Have you finally acknowledged that your hearing, or lack of it, is becoming more and more of a problem, and have succumbed to being assessed and fitted with a hearing aid? If so, you’ll probably be interested to know that most adults are only fitted between five and seven years after their hearing problems become noticeable, so you’re not alone. Before that, the onset of hearing loss is so gradual that you may not have noticed that your hearing is starting to become impaired, although it’s likely to have been apparent to the people around you.
So now you’ve been fitted with your hearing aid, what should you expect?
First of all, don’t expect perfect hearing as you would expect 20/20 vision if you’ve been fitted with a new pair of spectacles. For a start, most basic hearing aids are not that smart; they’re unable to discriminate between sounds, therefore you may find that some speech is still a little muffled by the background noise. While this is changing, as researchers find ways to develop more discriminatory hearing aids, current hearing aids can’t fully compensate for your hearing loss. However, don’t be downhearted or discouraged, because the majority of hearing-impaired adults find that they function better and are much better off after they are fitted with a hearing aid, than they were when they were trying to cope with their hearing loss unaided.

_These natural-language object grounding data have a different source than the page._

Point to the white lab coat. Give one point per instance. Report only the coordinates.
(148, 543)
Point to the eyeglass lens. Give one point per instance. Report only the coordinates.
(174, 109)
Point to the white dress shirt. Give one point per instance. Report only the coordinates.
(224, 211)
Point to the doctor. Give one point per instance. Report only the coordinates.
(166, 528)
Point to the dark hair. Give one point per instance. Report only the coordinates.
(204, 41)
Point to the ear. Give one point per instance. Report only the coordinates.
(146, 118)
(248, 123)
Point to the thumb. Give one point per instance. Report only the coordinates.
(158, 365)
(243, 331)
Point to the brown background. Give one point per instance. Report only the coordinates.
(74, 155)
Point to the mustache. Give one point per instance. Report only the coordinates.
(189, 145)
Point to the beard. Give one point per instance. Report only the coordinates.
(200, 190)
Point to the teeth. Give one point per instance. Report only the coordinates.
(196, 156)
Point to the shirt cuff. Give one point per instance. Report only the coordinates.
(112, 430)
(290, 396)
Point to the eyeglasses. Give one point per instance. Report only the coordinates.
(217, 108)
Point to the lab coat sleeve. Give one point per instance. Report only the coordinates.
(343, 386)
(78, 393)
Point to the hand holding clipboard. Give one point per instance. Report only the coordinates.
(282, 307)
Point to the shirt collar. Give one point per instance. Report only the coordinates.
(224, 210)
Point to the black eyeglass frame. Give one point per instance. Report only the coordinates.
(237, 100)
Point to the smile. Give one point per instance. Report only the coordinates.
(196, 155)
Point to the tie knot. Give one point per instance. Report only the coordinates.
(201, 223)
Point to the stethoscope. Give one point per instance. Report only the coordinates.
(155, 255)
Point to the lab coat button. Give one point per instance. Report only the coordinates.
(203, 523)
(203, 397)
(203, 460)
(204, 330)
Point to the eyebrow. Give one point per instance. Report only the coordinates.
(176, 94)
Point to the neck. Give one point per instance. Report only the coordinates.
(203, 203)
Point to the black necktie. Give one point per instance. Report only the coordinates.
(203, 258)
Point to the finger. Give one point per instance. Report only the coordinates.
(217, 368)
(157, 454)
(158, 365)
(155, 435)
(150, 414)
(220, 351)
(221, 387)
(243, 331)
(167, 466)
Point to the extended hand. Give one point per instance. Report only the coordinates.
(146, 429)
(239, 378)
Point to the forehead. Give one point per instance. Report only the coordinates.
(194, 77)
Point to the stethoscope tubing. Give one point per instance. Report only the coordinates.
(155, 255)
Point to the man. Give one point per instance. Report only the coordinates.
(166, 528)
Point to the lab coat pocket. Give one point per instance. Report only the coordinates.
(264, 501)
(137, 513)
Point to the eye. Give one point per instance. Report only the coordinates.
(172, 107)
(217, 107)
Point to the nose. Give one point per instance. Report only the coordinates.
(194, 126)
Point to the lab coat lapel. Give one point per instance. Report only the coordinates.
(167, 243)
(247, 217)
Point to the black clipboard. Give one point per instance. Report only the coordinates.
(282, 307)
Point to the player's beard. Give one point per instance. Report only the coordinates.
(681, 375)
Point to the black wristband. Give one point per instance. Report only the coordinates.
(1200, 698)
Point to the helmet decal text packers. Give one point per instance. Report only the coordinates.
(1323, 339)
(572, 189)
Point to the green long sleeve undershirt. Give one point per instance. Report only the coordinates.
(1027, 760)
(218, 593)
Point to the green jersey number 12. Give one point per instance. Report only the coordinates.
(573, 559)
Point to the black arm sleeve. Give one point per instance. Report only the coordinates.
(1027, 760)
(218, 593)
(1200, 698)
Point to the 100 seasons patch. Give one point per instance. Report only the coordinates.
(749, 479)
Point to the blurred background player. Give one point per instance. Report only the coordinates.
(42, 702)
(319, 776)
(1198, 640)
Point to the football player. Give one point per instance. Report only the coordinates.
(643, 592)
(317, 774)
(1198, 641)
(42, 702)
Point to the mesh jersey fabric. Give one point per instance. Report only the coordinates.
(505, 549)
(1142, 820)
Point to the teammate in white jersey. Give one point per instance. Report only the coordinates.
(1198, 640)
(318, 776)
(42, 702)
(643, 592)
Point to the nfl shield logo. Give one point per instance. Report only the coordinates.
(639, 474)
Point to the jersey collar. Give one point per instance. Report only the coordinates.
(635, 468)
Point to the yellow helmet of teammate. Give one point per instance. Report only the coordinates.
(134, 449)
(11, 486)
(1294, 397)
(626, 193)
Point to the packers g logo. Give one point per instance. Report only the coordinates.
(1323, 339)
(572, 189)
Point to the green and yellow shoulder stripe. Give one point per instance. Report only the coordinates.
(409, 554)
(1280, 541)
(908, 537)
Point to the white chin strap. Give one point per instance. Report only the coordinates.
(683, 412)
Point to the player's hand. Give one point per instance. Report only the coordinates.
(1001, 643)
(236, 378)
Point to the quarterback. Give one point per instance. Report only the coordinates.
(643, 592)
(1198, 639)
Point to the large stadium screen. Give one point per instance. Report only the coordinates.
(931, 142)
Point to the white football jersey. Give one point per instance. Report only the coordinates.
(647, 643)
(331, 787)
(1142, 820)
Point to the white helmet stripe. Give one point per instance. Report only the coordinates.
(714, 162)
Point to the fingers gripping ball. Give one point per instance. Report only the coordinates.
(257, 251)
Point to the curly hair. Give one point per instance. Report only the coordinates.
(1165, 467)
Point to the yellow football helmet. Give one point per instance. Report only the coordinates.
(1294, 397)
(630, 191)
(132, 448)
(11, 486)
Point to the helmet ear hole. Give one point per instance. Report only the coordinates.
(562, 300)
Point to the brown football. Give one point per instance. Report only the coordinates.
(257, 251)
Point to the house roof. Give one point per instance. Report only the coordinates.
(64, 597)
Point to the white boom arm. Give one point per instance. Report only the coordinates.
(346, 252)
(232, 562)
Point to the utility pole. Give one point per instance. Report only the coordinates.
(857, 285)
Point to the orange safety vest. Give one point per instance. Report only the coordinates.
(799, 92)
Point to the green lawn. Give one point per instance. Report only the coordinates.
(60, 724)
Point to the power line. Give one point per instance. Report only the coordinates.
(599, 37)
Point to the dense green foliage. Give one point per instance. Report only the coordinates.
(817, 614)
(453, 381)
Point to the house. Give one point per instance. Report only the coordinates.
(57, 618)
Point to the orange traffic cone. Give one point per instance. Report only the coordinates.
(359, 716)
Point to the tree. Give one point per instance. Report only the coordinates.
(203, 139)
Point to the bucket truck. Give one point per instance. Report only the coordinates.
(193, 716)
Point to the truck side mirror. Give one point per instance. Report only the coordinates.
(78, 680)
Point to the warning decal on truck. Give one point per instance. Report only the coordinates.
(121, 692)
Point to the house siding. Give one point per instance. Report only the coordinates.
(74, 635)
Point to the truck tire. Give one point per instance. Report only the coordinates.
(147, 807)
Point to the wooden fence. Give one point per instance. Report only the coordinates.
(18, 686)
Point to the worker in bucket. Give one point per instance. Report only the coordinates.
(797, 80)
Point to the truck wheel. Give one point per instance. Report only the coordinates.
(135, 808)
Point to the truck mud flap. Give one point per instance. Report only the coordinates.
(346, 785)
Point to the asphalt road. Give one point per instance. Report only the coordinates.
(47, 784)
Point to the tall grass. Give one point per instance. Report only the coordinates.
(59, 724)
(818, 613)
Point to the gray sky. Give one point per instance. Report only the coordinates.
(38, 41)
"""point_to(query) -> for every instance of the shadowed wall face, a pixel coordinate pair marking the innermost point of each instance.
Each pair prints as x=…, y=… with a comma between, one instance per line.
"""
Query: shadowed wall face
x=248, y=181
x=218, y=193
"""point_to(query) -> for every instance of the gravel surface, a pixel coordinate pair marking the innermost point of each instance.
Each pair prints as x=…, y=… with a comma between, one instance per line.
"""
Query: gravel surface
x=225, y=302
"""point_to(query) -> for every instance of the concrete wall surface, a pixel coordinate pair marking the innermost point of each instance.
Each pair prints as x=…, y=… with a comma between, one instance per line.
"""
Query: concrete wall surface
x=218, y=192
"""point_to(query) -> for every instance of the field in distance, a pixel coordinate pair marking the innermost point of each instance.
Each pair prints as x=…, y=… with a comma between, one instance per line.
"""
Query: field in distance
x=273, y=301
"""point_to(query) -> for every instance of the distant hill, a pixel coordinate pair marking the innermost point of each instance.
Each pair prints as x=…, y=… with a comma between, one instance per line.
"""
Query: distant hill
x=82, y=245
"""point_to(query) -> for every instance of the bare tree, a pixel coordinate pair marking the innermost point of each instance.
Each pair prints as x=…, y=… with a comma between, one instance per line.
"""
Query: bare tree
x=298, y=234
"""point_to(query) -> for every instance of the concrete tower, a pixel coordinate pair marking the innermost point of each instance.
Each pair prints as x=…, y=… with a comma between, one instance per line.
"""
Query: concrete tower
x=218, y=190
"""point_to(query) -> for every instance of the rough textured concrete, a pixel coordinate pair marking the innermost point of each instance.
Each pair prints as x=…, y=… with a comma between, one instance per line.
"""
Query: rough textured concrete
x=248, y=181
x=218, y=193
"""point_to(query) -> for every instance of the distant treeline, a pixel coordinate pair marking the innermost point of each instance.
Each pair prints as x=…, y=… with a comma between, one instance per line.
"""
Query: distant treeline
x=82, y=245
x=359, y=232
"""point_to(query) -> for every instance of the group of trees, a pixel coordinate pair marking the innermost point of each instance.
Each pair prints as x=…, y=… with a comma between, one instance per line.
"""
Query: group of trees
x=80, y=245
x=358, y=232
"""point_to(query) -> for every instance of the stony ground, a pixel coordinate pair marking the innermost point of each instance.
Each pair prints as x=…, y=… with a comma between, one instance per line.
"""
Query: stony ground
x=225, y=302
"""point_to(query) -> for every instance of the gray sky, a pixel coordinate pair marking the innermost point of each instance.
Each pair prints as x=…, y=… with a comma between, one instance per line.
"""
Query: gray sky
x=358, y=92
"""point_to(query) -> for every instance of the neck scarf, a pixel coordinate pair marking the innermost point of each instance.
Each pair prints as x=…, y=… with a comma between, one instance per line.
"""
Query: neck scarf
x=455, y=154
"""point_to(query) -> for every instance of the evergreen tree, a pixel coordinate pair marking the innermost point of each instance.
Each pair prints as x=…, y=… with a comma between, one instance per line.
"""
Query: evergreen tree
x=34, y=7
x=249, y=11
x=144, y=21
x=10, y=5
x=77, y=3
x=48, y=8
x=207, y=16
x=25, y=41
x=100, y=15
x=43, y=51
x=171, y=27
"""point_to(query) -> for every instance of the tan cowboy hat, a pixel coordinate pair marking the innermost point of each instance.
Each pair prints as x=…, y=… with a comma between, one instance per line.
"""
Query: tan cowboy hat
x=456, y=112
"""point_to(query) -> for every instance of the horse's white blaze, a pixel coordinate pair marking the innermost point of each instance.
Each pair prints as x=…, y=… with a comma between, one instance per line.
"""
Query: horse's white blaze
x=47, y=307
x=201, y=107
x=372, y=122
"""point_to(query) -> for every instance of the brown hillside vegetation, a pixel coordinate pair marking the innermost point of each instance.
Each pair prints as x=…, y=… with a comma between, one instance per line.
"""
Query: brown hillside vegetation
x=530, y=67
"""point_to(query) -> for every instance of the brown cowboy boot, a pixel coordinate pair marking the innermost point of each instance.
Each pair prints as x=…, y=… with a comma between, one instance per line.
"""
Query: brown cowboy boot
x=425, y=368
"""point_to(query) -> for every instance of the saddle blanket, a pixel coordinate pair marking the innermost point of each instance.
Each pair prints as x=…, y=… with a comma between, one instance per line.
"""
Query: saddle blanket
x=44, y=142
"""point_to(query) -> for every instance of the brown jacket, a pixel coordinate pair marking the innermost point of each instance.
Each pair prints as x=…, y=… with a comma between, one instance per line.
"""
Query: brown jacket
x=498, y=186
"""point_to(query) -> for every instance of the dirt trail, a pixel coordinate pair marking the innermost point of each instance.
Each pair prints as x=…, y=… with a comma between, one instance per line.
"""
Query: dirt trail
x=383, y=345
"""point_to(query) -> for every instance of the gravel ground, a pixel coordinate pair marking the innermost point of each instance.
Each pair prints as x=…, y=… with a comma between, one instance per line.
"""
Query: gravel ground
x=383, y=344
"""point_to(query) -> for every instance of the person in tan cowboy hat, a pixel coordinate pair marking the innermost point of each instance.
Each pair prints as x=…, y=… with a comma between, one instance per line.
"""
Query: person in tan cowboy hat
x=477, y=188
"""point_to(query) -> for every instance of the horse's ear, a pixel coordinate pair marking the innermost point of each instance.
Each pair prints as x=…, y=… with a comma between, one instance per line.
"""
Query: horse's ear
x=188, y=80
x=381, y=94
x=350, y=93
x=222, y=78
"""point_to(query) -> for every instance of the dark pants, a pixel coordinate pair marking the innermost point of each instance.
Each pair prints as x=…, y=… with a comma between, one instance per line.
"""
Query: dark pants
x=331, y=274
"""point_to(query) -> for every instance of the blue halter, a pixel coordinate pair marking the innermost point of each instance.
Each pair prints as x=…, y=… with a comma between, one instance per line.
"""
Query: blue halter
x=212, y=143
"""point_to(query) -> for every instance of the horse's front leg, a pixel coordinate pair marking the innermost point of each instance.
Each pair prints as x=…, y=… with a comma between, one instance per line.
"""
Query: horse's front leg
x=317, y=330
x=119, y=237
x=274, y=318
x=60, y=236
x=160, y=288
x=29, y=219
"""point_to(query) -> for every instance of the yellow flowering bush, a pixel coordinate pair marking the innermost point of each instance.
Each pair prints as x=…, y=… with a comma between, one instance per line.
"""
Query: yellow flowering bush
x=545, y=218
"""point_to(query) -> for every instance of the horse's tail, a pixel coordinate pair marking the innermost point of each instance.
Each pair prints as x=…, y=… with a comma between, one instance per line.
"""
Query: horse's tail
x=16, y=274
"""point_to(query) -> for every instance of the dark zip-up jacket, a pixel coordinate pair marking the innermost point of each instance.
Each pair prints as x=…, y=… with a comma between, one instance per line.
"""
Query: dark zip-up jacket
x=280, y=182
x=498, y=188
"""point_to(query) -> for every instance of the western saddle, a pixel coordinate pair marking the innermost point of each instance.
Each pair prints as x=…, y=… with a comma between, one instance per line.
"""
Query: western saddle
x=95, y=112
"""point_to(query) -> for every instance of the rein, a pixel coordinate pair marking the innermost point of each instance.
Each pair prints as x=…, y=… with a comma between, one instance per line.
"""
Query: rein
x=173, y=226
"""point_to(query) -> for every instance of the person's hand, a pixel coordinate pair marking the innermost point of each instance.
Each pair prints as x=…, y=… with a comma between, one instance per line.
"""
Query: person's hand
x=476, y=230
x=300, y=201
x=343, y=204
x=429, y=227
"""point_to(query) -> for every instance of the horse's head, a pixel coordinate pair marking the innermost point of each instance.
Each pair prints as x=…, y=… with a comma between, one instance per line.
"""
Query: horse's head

Tips to help you adjust to your hearing aid
It takes a little time to realize the potential benefits of wearing hearing aids; both your ears and your brain are going to have to adjust to these new sounds and make them into your new ‘normal’. So here’s a few tips to help you through those early days, and if you’d like to know more about how to look after your new aid, click here for some great tips.
- Wear your hearing aid for as many hours as you can, until it becomes uncomfortable. You’re going to be exposed to new sounds that you’ve probably forgotten about, such as the constant noise of the compressor on your refrigerator, or the traffic going past your door.
- You’ll eventually be able to wear it from the time you get up until you retire for the night. However, don’t forget to take it out when you take a shower.
- Take advice from your audiologist about when you should wear it. They may recommend leaving it at home if you’re going to a particular noisy place such as a restaurant, while you’ll definitely need it if you’re meeting with a group of friends. However, ultimately you’ll be the best judge of whether it helps or hinders you in certain situations.
- You may want to choose specific times to use it in the initial days, for example when you watch TV or chat with family or friends. If you’ve been losing your hearing for years, you may have to warn friends and family that they no longer have to shout when talking to you. Once you’re comfortable in these environments, try it out in other places and situations.
- Don’t forget you can turn the volume up if the sound is particularly low, or someone has a very soft voice. Conversely you can turn the volume down if you’re in a very noisy place. While you obviously don’t want to be constantly adjusting it – remember that you’re the one in control.